L eo stand barfuß am Bug des Kanus. Seine Sneakers trockneten hinter ihm in der Sonne. Das Meerwasser hatte den Schlamm aus dem Schilfwald restlos fortgespült. Die Schuhe waren wie neu. Argwöhnisch beobachtete er die beiden Spürwale, die unermüdlich an den Tauen zogen. Der Ausleger verlieh dem schlichten Gefährt eine erstaunlich stabile Lage.
    Benno schlief im Heck des Kanus. Sein wilder Ritt auf den Wellen hatte ihn ausgelaugt.
    Orla saß in der Mitte und träumte mit offenen Augen vor sich hin.
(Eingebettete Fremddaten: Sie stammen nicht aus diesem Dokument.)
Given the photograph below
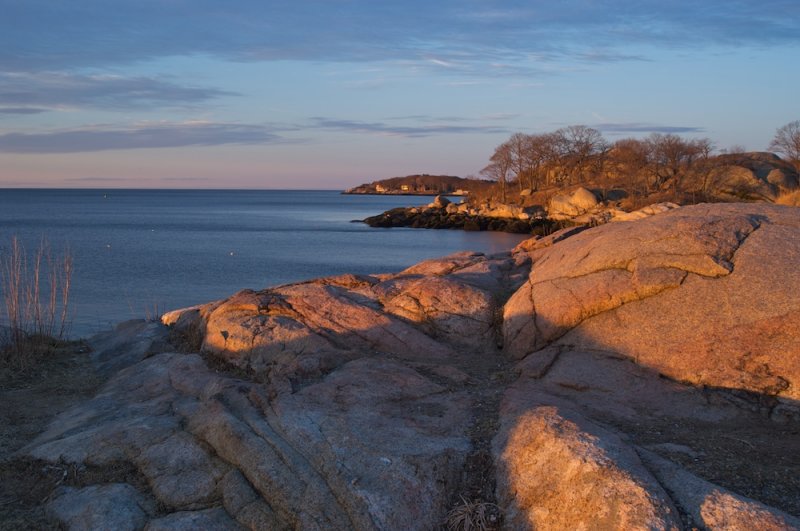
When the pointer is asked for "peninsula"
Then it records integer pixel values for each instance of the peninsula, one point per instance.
(423, 184)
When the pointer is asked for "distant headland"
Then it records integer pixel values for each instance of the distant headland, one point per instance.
(422, 184)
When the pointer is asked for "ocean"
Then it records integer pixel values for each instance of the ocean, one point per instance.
(139, 253)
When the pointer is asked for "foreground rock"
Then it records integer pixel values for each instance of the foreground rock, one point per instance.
(461, 217)
(637, 375)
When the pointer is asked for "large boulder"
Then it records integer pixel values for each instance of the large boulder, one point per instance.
(753, 176)
(646, 291)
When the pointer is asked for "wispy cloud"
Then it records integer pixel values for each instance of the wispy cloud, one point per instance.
(52, 35)
(104, 138)
(58, 90)
(647, 128)
(21, 110)
(412, 131)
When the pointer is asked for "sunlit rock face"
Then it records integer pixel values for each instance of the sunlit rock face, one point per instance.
(704, 295)
(611, 378)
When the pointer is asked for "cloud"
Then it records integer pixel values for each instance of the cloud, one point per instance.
(647, 128)
(59, 90)
(382, 128)
(21, 110)
(448, 35)
(103, 138)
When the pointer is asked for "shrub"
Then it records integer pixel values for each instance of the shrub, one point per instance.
(35, 302)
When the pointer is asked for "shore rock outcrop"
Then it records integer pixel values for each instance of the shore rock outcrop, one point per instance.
(647, 290)
(640, 374)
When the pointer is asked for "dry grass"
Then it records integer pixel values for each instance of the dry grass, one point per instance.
(35, 302)
(789, 198)
(473, 516)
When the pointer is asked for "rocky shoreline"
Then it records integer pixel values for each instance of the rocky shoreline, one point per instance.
(581, 207)
(443, 214)
(634, 375)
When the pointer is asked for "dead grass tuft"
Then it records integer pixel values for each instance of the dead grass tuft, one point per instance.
(35, 303)
(789, 198)
(473, 516)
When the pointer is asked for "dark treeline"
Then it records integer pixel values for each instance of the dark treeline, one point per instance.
(642, 166)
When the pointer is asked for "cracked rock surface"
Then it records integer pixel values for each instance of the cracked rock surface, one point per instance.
(637, 375)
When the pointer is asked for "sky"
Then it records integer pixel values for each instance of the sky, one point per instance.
(328, 94)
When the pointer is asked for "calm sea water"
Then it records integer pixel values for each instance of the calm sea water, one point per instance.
(138, 252)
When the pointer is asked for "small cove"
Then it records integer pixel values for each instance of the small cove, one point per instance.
(138, 253)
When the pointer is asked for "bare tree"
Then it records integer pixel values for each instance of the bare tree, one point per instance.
(630, 158)
(500, 167)
(581, 149)
(787, 142)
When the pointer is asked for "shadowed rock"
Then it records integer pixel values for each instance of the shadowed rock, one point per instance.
(378, 402)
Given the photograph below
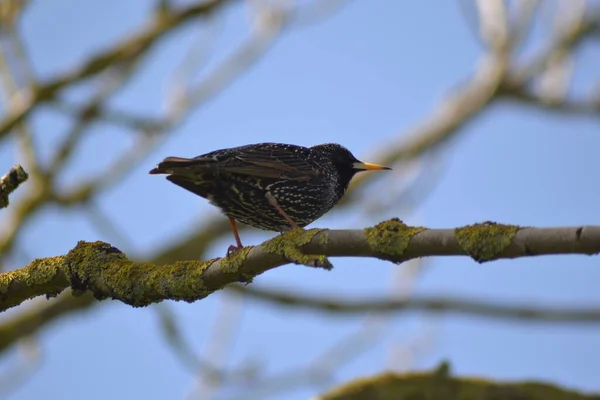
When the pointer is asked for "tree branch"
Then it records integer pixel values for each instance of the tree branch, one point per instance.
(10, 182)
(439, 384)
(108, 273)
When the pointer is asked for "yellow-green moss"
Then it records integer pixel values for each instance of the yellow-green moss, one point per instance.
(107, 272)
(234, 260)
(391, 238)
(437, 385)
(43, 273)
(485, 241)
(289, 244)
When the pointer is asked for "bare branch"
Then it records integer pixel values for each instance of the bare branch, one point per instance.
(451, 305)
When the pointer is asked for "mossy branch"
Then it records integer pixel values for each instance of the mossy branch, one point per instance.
(106, 272)
(438, 384)
(10, 182)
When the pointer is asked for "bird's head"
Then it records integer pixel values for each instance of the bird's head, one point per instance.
(344, 161)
Sie hatte gesagt, ihre zwei Wale seien die einzigen ihrer Art, sofern sie sich nicht inzwischen vermehrt hätten. Atnam war ein Männchen und die etwas grazilere Batoi ein Weibchen. Als kleines Mädchen hatte sie die Tiere entdeckt und sich mit ihnen angefreundet. Leo fand, dass sie Orcas ähnelten. Anders als diese waren sie blau-weiß gezeichnet und hatten ausgeprägte Schnäbel wie Tümmler. Mit ungefähr fünfzehn Metern übertraf Atnam selbst einen stattlichen Großen Schwertwal fast um das Doppelte an Länge. Das Erstaunlichste an den delfinartigen Giganten war jedoch ihr besonderer Orientierungssinn, dem sie ihren Namen verdankten.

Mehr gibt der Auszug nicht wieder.